I solved this eq. using the Laplace Transform:
$\ddot y+4\dot y+13 y=\delta(t-2\pi)-\delta(t-7\pi)$
The sol. is:
$y(t)=\frac{1}{3} e^{2 t} (-e^{14 \pi} \theta(t-7\pi) sin(3 t)+e^{4 \pi} \theta(t-2 \pi) sin(3 t)+2 sin(3 t)+3 cos(3 t))$
or $y(t)=\begin{cases} e^{-2t}\cos {3t}+\frac{2}{3}e^{-2t}\sin{3t} \quad \mbox{if} \quad t<2\pi\\ e^{-2t}\cos {3t}+(\frac{2}{3}+\frac{1}{3}e^{4\pi})e^{-2t}\sin{3t}\quad \mbox{if} \quad2\pi<t<7\pi \\ e^{-2t}\cos {3t}+(\frac{2}{3}+\frac{1}{3}e^{4\pi}+\frac{1}{3}e^{14\pi})e^{-2t}\sin{3t}\quad \mbox{if} \quad t>7\pi \end{cases}$
Now I am being asked what is the "jump" in $\dot y(t)$ at $t=2\pi$ and $t=7\pi$. Could any one explain me a way to answer it? I know how to find the difference in $\dot y$ at a certain point but not by what extent.
They're asking for
$$\lim_{t \to 2 \pi^+} y'(t) - \lim_{t \to 2 \pi^-} y'(t)$$
and the same at $7 \pi$. However, you don't need the solution to calculate these, all you need to assume is that $y(t)$ and $y'(t)$ are bounded (or even just integrable).
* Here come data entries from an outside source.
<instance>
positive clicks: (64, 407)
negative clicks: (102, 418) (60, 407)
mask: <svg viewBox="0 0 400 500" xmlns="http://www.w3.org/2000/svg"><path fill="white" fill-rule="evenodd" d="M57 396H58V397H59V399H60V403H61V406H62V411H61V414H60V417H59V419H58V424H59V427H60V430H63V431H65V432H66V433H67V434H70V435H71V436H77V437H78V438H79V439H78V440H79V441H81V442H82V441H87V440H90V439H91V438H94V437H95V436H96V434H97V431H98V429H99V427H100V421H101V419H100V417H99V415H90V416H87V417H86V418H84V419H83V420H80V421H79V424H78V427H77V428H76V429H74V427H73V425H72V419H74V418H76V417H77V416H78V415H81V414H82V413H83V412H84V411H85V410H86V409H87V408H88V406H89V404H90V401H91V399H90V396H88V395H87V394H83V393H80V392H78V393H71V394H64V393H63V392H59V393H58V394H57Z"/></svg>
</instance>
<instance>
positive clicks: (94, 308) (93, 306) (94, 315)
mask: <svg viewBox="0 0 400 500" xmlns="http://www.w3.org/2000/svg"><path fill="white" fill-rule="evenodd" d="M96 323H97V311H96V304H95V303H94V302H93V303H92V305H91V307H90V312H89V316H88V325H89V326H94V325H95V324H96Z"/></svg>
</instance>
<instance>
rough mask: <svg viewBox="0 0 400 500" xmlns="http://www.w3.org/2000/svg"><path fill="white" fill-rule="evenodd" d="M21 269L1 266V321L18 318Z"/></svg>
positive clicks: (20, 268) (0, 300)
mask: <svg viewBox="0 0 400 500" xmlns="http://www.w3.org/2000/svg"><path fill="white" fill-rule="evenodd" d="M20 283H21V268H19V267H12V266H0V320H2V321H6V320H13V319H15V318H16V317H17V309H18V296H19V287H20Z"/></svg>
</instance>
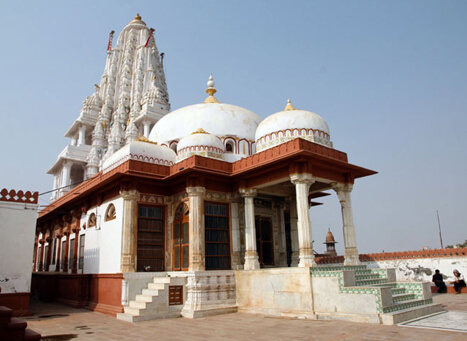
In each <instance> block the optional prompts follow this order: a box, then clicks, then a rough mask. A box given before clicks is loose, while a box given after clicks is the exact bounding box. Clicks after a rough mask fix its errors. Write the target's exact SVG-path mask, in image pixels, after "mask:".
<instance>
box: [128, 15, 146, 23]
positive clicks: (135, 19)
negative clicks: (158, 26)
mask: <svg viewBox="0 0 467 341" xmlns="http://www.w3.org/2000/svg"><path fill="white" fill-rule="evenodd" d="M136 23H138V24H144V25H146V23H145V22H144V21H142V20H141V16H140V15H139V13H136V15H135V18H134V19H133V20H132V21H130V24H136Z"/></svg>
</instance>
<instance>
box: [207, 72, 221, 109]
mask: <svg viewBox="0 0 467 341" xmlns="http://www.w3.org/2000/svg"><path fill="white" fill-rule="evenodd" d="M207 85H208V88H207V89H206V93H207V94H208V95H209V97H208V98H206V99H205V100H204V103H219V101H218V100H217V98H215V97H214V94H215V93H216V92H217V90H216V89H214V85H215V83H214V80H213V78H212V73H211V74H210V75H209V80H208V83H207Z"/></svg>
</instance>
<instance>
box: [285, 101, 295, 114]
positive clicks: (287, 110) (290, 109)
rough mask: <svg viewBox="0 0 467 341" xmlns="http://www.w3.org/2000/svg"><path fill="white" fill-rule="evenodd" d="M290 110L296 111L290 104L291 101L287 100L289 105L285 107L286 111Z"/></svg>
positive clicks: (290, 104)
mask: <svg viewBox="0 0 467 341" xmlns="http://www.w3.org/2000/svg"><path fill="white" fill-rule="evenodd" d="M289 110H295V108H294V107H293V105H292V103H291V102H290V99H288V100H287V105H286V106H285V109H284V111H289Z"/></svg>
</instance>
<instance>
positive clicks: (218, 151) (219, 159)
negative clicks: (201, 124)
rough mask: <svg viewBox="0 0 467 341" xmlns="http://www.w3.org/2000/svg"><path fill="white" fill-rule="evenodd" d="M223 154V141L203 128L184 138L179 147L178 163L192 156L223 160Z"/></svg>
mask: <svg viewBox="0 0 467 341" xmlns="http://www.w3.org/2000/svg"><path fill="white" fill-rule="evenodd" d="M223 154H224V144H223V143H222V141H221V139H220V138H218V137H217V136H214V135H211V134H209V133H208V132H206V131H204V130H203V129H201V128H200V129H198V130H197V131H195V132H193V133H191V134H190V135H188V136H185V137H184V138H182V139H181V140H180V142H179V143H178V145H177V162H178V161H181V160H184V159H186V158H188V157H190V156H192V155H201V156H205V157H210V158H213V159H218V160H222V159H223V158H222V155H223Z"/></svg>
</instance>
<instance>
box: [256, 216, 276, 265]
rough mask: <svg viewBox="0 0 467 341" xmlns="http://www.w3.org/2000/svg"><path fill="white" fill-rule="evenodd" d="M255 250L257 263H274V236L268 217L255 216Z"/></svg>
mask: <svg viewBox="0 0 467 341" xmlns="http://www.w3.org/2000/svg"><path fill="white" fill-rule="evenodd" d="M255 226H256V250H257V251H258V257H259V264H260V265H261V266H263V265H274V238H273V232H272V224H271V219H270V218H264V217H256V219H255Z"/></svg>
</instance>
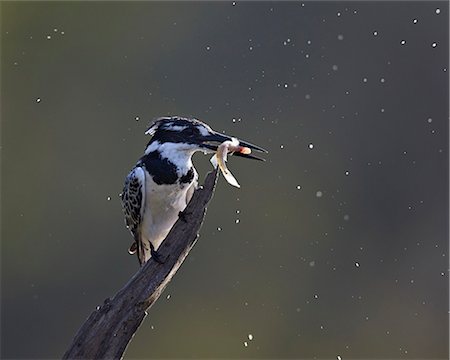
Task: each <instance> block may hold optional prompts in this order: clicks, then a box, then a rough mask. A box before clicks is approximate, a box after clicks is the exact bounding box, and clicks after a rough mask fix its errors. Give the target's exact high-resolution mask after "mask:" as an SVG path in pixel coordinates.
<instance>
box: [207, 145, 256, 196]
mask: <svg viewBox="0 0 450 360" xmlns="http://www.w3.org/2000/svg"><path fill="white" fill-rule="evenodd" d="M229 152H230V153H234V152H238V153H241V154H245V155H248V154H250V153H251V152H252V150H251V149H250V148H248V147H245V146H240V145H239V140H238V139H236V138H232V139H231V140H227V141H224V142H223V143H222V144H220V145H219V146H218V148H217V151H216V153H215V154H214V156H213V157H212V158H211V163H212V164H213V166H214V167H215V168H217V166H219V169H220V171H221V172H222V174H223V177H224V178H225V180H226V181H227V182H228V183H229V184H230V185H233V186H236V187H238V188H240V187H241V186H240V185H239V183H238V182H237V180H236V178H235V177H234V176H233V174H232V173H231V171H230V170H228V168H227V165H226V161H227V155H228V153H229Z"/></svg>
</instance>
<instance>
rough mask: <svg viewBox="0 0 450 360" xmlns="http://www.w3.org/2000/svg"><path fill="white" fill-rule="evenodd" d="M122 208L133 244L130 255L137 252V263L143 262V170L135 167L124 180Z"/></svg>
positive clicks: (143, 191) (131, 245)
mask: <svg viewBox="0 0 450 360" xmlns="http://www.w3.org/2000/svg"><path fill="white" fill-rule="evenodd" d="M122 208H123V212H124V215H125V223H126V225H127V228H128V229H129V230H130V231H131V233H132V234H133V237H134V241H135V242H134V244H133V245H131V247H130V250H129V251H130V253H132V254H134V253H135V252H137V255H138V260H139V263H140V264H142V263H143V262H145V250H146V249H145V246H144V244H143V243H142V238H141V223H142V220H143V217H144V209H145V173H144V169H143V168H142V167H140V166H136V167H135V168H134V169H133V170H131V172H130V173H129V174H128V176H127V178H126V179H125V185H124V187H123V191H122Z"/></svg>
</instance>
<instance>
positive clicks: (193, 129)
mask: <svg viewBox="0 0 450 360" xmlns="http://www.w3.org/2000/svg"><path fill="white" fill-rule="evenodd" d="M183 133H184V134H185V135H194V129H193V128H191V127H188V128H186V129H184V130H183Z"/></svg>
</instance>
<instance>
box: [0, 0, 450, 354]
mask: <svg viewBox="0 0 450 360" xmlns="http://www.w3.org/2000/svg"><path fill="white" fill-rule="evenodd" d="M448 16H449V13H448V2H431V1H428V2H353V1H352V2H317V3H312V2H236V3H233V2H182V3H181V2H166V3H162V2H133V3H128V2H2V3H1V77H2V79H1V80H2V82H1V85H2V88H1V90H2V92H1V100H2V104H1V116H2V127H1V128H2V141H1V142H2V148H1V154H2V173H1V180H2V192H1V196H2V201H1V205H2V216H1V222H2V233H1V235H2V237H1V240H2V241H1V255H2V257H1V270H2V278H1V285H2V288H1V290H2V292H1V306H2V307H1V310H2V311H1V356H2V358H58V357H60V356H61V355H62V353H63V352H64V350H65V349H66V347H67V346H68V345H69V343H70V341H71V339H72V337H73V335H74V334H75V332H76V331H77V329H78V328H79V327H80V326H81V324H82V323H83V322H84V320H85V319H86V317H87V316H88V315H89V314H90V312H91V311H92V310H93V309H94V308H95V307H96V305H98V304H101V303H102V302H103V300H104V299H106V298H107V297H109V296H111V295H113V294H114V293H115V292H116V291H117V290H118V289H119V288H120V287H121V286H122V285H123V284H124V283H125V282H126V281H127V279H129V278H130V276H132V275H133V274H134V273H135V272H136V271H137V269H138V263H137V260H136V258H135V257H131V256H128V255H127V248H128V246H129V244H130V243H131V240H132V239H131V236H130V235H129V233H128V232H127V230H126V229H125V226H124V223H123V217H122V213H121V206H120V202H119V198H118V194H119V193H120V192H121V189H122V184H123V180H124V178H125V176H126V174H127V173H128V171H129V170H130V169H131V168H132V167H133V165H134V163H135V162H136V161H137V159H138V158H139V157H140V156H141V154H142V153H143V150H144V147H145V144H146V143H147V141H148V138H147V137H146V136H145V135H144V131H145V130H146V127H147V125H148V123H149V122H150V121H151V120H152V119H153V118H155V117H157V116H162V115H169V114H173V115H184V116H194V117H197V118H199V119H201V120H204V121H206V122H207V123H208V124H209V125H211V126H212V127H213V128H214V129H216V130H218V131H225V132H226V133H228V134H233V135H236V136H238V137H240V138H242V139H245V140H248V141H251V142H254V143H255V144H258V145H261V146H263V147H265V148H267V149H269V151H270V153H269V154H268V155H267V162H266V163H256V162H250V161H245V160H242V159H238V158H234V159H231V162H230V168H231V170H232V171H233V173H234V174H235V176H236V177H237V179H238V180H239V182H240V184H241V186H242V188H241V189H235V188H233V187H231V186H229V185H228V184H227V183H226V182H225V181H224V179H223V178H221V179H220V181H219V184H218V187H217V189H216V193H215V197H214V199H213V201H212V203H211V205H210V207H209V209H208V213H207V217H206V221H205V223H204V225H203V228H202V230H201V237H200V239H199V241H198V243H197V244H196V246H195V248H194V249H193V251H192V252H191V254H190V256H189V257H188V259H187V260H186V262H185V263H184V265H183V266H182V268H181V269H180V271H179V272H178V273H177V275H176V276H175V278H174V279H173V281H172V283H171V284H170V285H169V287H168V288H167V289H166V291H165V292H164V294H163V296H162V297H161V298H160V300H159V301H158V302H157V303H156V304H155V306H154V307H153V308H152V309H151V310H150V312H149V315H148V317H147V319H146V320H145V322H144V324H143V325H142V327H141V328H140V329H139V331H138V333H137V334H136V336H135V338H134V339H133V341H132V343H131V344H130V346H129V348H128V350H127V353H126V358H150V357H151V358H200V357H207V358H313V357H315V358H337V356H341V357H342V358H343V359H345V358H448V335H449V334H448V326H447V325H448V195H449V193H448V105H449V104H448V99H449V92H448V50H449V49H448V41H449V38H448ZM194 162H195V164H196V166H197V169H198V170H199V172H200V177H201V178H203V177H204V175H205V174H206V172H207V171H208V169H210V164H209V157H206V156H203V155H202V154H197V155H196V156H195V158H194ZM169 295H170V296H169ZM249 334H251V335H252V336H251V337H252V340H250V339H249Z"/></svg>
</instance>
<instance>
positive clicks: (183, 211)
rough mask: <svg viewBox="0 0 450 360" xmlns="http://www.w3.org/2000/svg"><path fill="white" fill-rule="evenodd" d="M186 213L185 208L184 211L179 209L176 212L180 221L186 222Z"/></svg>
mask: <svg viewBox="0 0 450 360" xmlns="http://www.w3.org/2000/svg"><path fill="white" fill-rule="evenodd" d="M187 215H188V214H187V213H186V210H184V211H180V212H179V213H178V217H179V218H180V219H181V221H183V222H187V219H186V216H187Z"/></svg>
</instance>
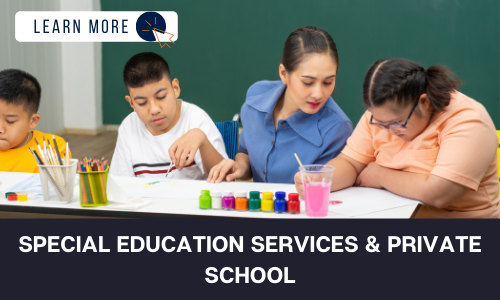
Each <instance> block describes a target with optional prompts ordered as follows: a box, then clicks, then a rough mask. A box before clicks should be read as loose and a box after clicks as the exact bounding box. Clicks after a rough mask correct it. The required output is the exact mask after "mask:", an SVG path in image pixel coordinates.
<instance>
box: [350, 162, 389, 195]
mask: <svg viewBox="0 0 500 300" xmlns="http://www.w3.org/2000/svg"><path fill="white" fill-rule="evenodd" d="M383 168H384V167H382V166H380V165H379V164H377V163H376V162H371V163H369V164H368V165H367V166H366V168H365V169H364V170H363V171H361V173H360V174H359V176H358V178H356V182H355V183H354V186H362V187H371V188H376V189H383V188H384V187H383V186H382V185H381V184H380V180H379V179H380V175H381V174H380V173H381V172H380V171H381V170H382V169H383Z"/></svg>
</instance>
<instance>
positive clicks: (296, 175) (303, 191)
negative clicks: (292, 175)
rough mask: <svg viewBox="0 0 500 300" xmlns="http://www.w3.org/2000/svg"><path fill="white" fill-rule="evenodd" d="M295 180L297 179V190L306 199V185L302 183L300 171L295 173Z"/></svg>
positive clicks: (293, 177)
mask: <svg viewBox="0 0 500 300" xmlns="http://www.w3.org/2000/svg"><path fill="white" fill-rule="evenodd" d="M293 180H294V181H295V189H296V190H297V193H299V196H300V198H301V199H305V198H304V185H303V183H302V177H301V176H300V172H297V173H295V176H294V177H293Z"/></svg>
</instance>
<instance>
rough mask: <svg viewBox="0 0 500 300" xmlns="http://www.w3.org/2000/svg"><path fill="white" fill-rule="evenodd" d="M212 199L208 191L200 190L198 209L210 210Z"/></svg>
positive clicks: (209, 193)
mask: <svg viewBox="0 0 500 300" xmlns="http://www.w3.org/2000/svg"><path fill="white" fill-rule="evenodd" d="M211 208H212V197H211V196H210V191H209V190H202V191H201V195H200V209H211Z"/></svg>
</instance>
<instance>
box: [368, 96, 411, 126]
mask: <svg viewBox="0 0 500 300" xmlns="http://www.w3.org/2000/svg"><path fill="white" fill-rule="evenodd" d="M418 102H419V101H418V100H417V102H415V105H413V108H412V109H411V111H410V114H409V115H408V118H406V121H405V122H404V123H403V124H401V123H397V122H396V123H391V124H389V125H384V124H380V123H374V122H373V115H372V117H371V118H370V125H377V126H379V127H382V128H384V129H387V130H390V129H395V130H406V129H408V128H407V127H406V124H408V121H409V120H410V117H411V115H412V114H413V112H414V111H415V108H417V105H418Z"/></svg>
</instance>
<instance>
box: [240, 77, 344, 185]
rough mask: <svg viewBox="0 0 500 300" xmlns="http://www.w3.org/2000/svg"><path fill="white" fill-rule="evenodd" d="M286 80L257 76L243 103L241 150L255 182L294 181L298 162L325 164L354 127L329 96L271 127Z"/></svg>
mask: <svg viewBox="0 0 500 300" xmlns="http://www.w3.org/2000/svg"><path fill="white" fill-rule="evenodd" d="M285 88H286V85H285V84H284V83H283V82H281V81H259V82H256V83H254V84H253V85H252V86H251V87H250V88H249V89H248V92H247V97H246V101H245V103H244V104H243V106H242V107H241V122H242V124H243V131H242V132H241V136H240V140H239V142H240V147H239V152H240V153H245V154H248V156H249V158H250V165H251V168H252V173H253V180H254V181H255V182H272V183H293V182H294V181H293V177H294V175H295V173H297V172H298V171H299V165H298V163H297V160H296V159H295V157H294V155H293V154H294V153H297V155H298V156H299V158H300V160H301V162H302V164H304V165H307V164H325V163H327V162H328V161H330V160H331V159H333V158H335V157H336V156H337V155H338V154H340V152H341V151H342V149H343V148H344V146H345V143H346V141H347V138H348V137H349V136H350V135H351V133H352V123H351V121H350V120H349V118H348V117H347V116H346V115H345V113H344V112H343V111H342V109H340V107H339V106H338V105H337V103H335V101H333V99H332V97H329V98H328V100H327V101H326V103H325V104H324V105H323V107H322V108H321V109H320V110H319V111H318V112H317V113H315V114H312V115H311V114H306V113H305V112H303V111H298V112H297V113H295V114H294V115H292V116H290V117H288V118H287V119H285V120H279V122H278V126H277V128H276V129H275V128H274V120H273V111H274V107H275V106H276V103H277V102H278V99H279V98H280V96H281V94H282V93H283V91H284V90H285Z"/></svg>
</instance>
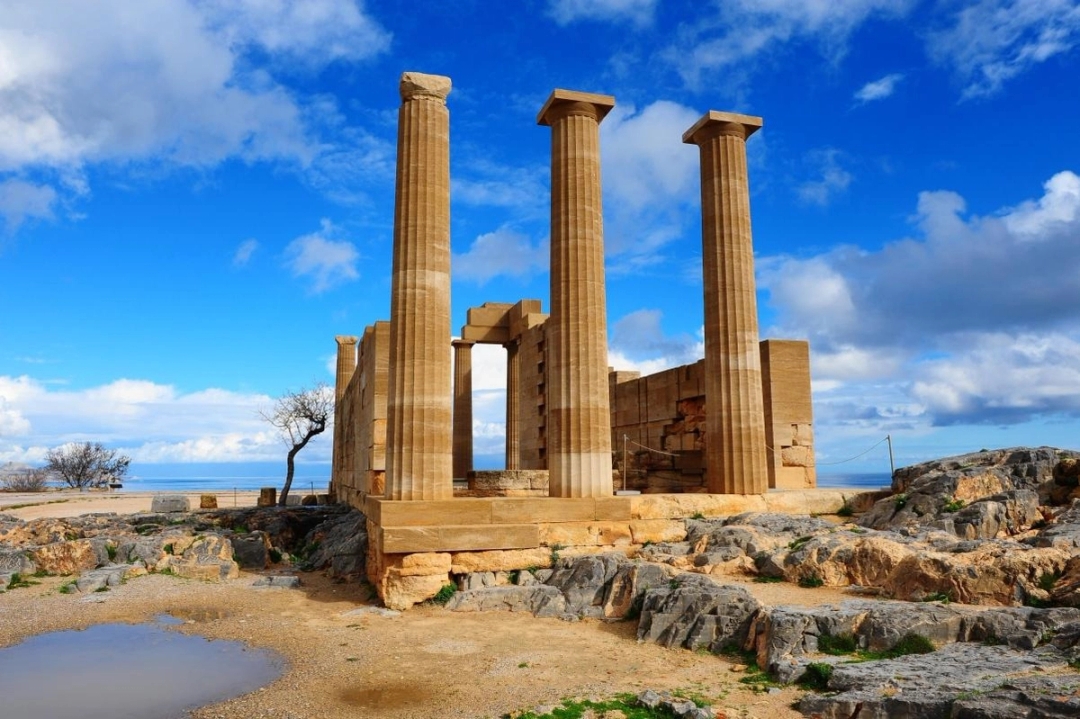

Rewrite the equation
$$y''(t) = -4y'(t) - 13y(t) + \delta(t-2\pi)-\delta(t-7\pi)$$
and integrate both sides around $2 \pi$:
$$\int_{2 \pi - c}^{2 \pi + c} y''(t) dt = \int_{2 \pi - c}^{2 \pi + c} -4y'(t) - 13y(t) + \delta(t-2\pi)-\delta(t-7\pi) dt$$
By the FTC, the left hand side is $y'(2 \pi+c)-y'(2 \pi-c)$, so the jump at $2 \pi$ will be the limit as $c \to 0$ of the right hand side. In other words
$$\lim_{c \to 0} y'(2 \pi + c)-y'(2 \pi - c) = \lim_{c \to 0} \int_{2 \pi - c}^{2 \pi + c} -4y'(t) - 13y(t) + \delta(t-2 \pi) - \delta(t - 7 \pi) dt$$
Using that $y'$ and $y$ are integrable along with properties of the delta function we get
$$\lim_{c \to 0} y'(2 \pi + c)-y'(2 \pi - c) = 0 + 0 + 1 + 0 = 1.$$
By looking at the term that survived, you can see the pattern: if the equation is linear, its order is $n$, and the right side contains $a \delta(t-b)$, then the $(n-1)$th derivative of the solution will have a jump of size $a$ at $b$.